Epidural or au naturel? Before you decide on which method is in your corner, read this...
If you are trying to choose between pain relief options for your upcoming delivery, the UK's Cochrane Collaboration, a research review group, has information moms-to-be may want to use as part of their decision-making process.
After examining over 300 studies on the topic of pain management during childbirth, Cochrane researchers found that when it comes to picking a pain relief method with ample evidence to back up its effectiveness, epidurals earn their status as the pain relief "gold standard." With so many studies evaluating how they perform during labor and delivery, epidurals fall under the "category of 'what works'," writes researchers. However, studies also document possible side effects associated with epidural use, including the difficulty for some moms to move around shortly after birth.
As for natural pain relief, researchers uncovered very few studies—and far less evidence—that could make the case that water birth, focused breathing and relaxation techniques, acupuncture, and massage can be reliably counted on when contractions strike.
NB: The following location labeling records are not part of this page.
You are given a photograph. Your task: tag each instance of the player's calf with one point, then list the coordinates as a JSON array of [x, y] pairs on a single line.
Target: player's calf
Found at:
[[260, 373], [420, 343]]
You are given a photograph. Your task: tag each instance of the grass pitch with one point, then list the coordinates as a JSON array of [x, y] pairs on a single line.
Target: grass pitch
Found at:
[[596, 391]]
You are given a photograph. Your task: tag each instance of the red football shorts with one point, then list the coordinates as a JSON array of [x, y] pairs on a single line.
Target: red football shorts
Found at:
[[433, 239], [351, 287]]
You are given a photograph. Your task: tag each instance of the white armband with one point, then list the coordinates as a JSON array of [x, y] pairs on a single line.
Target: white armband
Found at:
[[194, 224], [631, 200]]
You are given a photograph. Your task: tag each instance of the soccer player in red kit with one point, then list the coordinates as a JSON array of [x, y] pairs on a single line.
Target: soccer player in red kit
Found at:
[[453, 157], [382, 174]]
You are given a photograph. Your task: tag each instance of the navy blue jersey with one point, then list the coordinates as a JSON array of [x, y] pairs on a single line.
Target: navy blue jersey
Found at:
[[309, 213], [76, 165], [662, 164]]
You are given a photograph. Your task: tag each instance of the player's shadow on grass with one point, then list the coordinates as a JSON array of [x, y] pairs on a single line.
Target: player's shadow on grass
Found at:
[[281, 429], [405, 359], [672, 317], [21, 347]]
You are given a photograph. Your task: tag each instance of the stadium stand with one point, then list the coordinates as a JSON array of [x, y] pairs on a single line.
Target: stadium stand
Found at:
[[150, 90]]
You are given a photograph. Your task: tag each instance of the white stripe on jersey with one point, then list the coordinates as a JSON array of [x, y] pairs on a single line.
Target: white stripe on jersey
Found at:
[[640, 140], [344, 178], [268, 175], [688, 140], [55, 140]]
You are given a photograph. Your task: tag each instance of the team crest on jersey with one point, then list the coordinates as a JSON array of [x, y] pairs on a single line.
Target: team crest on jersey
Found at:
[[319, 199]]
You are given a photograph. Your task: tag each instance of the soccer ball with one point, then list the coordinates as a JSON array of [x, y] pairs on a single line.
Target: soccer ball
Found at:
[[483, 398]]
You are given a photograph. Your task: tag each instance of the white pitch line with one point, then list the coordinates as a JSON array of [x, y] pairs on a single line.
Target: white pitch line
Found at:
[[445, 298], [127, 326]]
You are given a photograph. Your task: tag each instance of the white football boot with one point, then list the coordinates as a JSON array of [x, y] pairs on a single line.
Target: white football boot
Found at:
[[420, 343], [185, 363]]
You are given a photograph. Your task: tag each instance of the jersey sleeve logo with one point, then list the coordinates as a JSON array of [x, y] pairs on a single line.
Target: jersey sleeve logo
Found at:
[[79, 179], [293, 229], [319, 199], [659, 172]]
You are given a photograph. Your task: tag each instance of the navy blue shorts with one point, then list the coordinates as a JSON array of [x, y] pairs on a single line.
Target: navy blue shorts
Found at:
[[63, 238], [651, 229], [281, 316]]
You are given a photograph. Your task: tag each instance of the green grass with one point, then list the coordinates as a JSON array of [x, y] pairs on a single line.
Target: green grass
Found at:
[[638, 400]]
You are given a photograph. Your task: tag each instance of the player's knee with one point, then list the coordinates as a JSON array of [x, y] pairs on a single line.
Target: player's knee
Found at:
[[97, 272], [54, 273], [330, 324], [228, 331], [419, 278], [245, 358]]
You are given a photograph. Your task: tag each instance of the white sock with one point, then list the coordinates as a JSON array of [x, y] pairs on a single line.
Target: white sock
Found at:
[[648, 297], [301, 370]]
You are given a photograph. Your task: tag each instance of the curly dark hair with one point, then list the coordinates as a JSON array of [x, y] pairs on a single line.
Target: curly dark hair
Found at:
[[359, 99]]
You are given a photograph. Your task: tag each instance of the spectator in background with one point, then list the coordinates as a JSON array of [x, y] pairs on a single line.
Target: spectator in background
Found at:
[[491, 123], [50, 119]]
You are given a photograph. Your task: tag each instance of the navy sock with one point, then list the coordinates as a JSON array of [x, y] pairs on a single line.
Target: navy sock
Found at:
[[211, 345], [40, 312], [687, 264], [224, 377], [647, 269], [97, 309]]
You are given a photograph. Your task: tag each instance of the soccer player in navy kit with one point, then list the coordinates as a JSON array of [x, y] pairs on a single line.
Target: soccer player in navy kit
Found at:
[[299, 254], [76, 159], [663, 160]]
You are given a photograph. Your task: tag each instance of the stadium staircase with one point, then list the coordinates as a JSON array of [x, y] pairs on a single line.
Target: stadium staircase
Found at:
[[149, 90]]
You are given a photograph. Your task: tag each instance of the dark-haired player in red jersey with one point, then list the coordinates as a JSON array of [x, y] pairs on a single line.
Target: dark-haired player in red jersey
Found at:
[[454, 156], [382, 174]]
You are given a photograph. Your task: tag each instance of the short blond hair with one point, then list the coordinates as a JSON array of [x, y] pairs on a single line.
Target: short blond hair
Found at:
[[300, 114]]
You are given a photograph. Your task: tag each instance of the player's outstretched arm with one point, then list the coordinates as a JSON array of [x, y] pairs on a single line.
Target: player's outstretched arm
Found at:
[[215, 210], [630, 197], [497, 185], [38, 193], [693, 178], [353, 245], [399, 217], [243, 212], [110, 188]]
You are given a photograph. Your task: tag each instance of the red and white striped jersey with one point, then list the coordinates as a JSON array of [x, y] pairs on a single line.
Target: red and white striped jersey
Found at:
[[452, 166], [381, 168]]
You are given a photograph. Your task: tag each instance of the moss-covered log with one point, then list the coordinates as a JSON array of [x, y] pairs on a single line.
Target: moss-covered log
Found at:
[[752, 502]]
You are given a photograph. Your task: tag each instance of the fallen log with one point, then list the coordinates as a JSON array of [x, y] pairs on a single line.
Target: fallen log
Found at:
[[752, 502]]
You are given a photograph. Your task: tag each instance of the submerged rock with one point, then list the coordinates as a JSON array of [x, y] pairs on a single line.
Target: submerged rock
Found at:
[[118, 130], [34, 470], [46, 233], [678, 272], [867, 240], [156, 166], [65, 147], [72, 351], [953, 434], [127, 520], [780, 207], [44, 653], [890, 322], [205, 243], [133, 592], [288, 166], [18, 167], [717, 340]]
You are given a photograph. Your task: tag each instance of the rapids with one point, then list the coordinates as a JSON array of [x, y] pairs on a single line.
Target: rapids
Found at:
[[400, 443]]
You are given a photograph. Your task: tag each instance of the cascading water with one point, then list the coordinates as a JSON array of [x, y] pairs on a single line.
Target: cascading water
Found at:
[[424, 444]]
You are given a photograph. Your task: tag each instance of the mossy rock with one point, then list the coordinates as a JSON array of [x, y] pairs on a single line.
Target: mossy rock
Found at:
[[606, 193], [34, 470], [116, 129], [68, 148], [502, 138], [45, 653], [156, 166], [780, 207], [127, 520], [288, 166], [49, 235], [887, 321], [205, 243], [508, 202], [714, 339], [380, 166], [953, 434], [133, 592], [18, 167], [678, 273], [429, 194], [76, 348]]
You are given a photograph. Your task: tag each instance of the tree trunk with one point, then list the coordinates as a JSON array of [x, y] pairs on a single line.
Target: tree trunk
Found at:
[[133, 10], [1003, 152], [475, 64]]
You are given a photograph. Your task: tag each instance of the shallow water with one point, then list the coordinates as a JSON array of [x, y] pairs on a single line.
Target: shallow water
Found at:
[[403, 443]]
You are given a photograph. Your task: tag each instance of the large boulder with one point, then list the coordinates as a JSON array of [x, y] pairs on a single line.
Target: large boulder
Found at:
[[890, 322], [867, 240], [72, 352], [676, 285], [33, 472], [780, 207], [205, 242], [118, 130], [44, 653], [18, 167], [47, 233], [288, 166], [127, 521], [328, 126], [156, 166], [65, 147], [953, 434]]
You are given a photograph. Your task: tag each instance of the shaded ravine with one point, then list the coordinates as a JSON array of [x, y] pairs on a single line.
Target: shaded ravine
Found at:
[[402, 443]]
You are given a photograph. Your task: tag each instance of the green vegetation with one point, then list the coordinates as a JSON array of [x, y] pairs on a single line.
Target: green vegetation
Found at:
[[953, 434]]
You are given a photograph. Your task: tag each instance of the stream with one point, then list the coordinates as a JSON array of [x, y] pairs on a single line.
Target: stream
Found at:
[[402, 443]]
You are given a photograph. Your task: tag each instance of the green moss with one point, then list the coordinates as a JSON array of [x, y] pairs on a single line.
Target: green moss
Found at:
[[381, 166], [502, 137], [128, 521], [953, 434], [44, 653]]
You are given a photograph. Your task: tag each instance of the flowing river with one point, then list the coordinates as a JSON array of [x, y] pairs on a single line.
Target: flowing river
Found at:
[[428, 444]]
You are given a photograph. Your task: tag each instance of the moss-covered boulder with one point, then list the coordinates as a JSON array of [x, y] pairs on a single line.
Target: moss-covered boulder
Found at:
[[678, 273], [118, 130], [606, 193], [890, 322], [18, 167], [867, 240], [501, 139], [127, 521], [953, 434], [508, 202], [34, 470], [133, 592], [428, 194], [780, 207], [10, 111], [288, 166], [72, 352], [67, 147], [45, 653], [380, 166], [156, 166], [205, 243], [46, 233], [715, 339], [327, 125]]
Based on what they found, researchers classed these interventions as "may work." On the other hand, researchers also note that there were very few side effects connected to using natural methods.
So which one is better? And more importantly, what type of pain relief is going to help you?
According to lead author of the study, James Neilson of the Department of Women's and Children's Health at the University of Liverpool in Liverpool, UK, there is truly no one-size-fits-all option when it comes to labor pain relief. But, he says encouraging moms-to-be to try a low-risk, drug-free approach first makes sense.
"I think there is a lot to be said for starting with simple methods and then working up if necessary," advises Neilson (via Reuters Health). "Clearly there is a lot of variation in the amount of pain that women experience during labor … It remains important to tailor approaches to women's individual needs and circumstances."
Whatever you ultimately decide, it's good to have a plan in place with your OB or midwife before labor begins. You can always change your mind, but talking this over now is a good conversation starter about the kind of birth experience you want to have.